Especially in the Nordic countries. Having grown up in Norway, the idea of people e.g. fencing in fields or forests and keeping people off their land seems ludicrous and to an extent offensive. It's a massive restriction of liberty of the many for the benefit of the few.
(it's worth noting that the freedom to roam is generally restricted to non-urban areas, so e.g. not gardens in residential areas and the like)
It's more like not wanting rent-seekers, whose property was given to them at birth, to be entitled to other people's labor. All property is theft, because in the grand scheme of things, we are all renters. We are here on borrowed time, why do we make a system in which some have more rights than others?
I recently heard "land-ownership tax/renting land from the state instead of owning it" and "100% tax on death/abolish inheritance", I think they're interesting but not without problems.

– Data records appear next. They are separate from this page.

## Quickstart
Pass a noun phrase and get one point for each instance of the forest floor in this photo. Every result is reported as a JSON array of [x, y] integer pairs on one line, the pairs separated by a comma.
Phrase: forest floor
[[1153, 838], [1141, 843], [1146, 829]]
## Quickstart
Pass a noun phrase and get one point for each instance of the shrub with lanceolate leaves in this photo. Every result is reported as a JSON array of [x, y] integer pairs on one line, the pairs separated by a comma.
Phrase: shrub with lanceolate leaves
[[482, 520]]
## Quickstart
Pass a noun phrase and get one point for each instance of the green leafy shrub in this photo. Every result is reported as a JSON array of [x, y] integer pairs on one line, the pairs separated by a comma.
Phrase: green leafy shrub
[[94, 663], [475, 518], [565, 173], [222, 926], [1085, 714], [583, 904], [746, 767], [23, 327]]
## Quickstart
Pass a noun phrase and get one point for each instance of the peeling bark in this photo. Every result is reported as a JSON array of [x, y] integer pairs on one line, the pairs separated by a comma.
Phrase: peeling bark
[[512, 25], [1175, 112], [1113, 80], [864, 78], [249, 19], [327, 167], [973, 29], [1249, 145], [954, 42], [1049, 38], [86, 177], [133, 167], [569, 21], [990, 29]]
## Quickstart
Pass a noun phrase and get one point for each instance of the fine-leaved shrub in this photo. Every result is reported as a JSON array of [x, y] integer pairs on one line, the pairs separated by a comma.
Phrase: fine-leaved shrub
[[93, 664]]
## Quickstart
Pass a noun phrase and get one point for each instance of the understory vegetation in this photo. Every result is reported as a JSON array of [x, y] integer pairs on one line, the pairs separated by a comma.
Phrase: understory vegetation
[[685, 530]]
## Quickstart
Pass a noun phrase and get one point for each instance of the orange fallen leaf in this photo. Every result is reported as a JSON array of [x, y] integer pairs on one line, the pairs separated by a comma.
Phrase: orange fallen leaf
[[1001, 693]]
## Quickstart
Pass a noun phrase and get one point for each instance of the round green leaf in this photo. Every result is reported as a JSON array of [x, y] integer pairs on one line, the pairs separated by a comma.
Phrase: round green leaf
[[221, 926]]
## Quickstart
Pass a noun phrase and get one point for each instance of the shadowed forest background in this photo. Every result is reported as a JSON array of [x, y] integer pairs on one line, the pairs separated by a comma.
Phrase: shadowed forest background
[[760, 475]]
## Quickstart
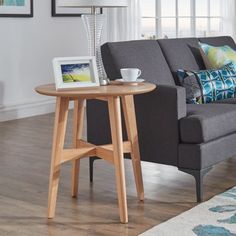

One of the reasons I work hard is so that my children have a good future ahead of them. Why should my family give that all back to the state when I die? The state didn't earn that money... I did.
> One of the reasons I work hard is so that my children have a good future ahead of them. Why should my family give that all back to the state when I die? The state didn't earn that money... I did.
One could argue that your kids did not earn that money either. As a reasonable middle ground, I think that we there could be a "good future for the children" exemption (at say $20m per child), while the rest is taxed at 100%. This prevents the natural process of concentration of all wealth in the hands of the few.
>Go ahead and abolish all your own property, you're free to do so.
I do not own any private property.
>Or was it more about you wanting to be entitled to product of your fellow man's labor?
No; in fact, the exact opposite. It is about the worker owning the product of his own labour, rather than having it appropriated when production has finished. To each according to his labour.
This is why I insist on working as a contractor and not as an employee: I want to own my intellectual property until I choose to sell it, and I want to create and sell a product that's useful, not be paid for my time.
You've figured out something very important, which is that as an employee, you never get to see most (ie. all, beyond the limit of your wage) of the value you create.
This ought to be removed too, along with the whole concept of property.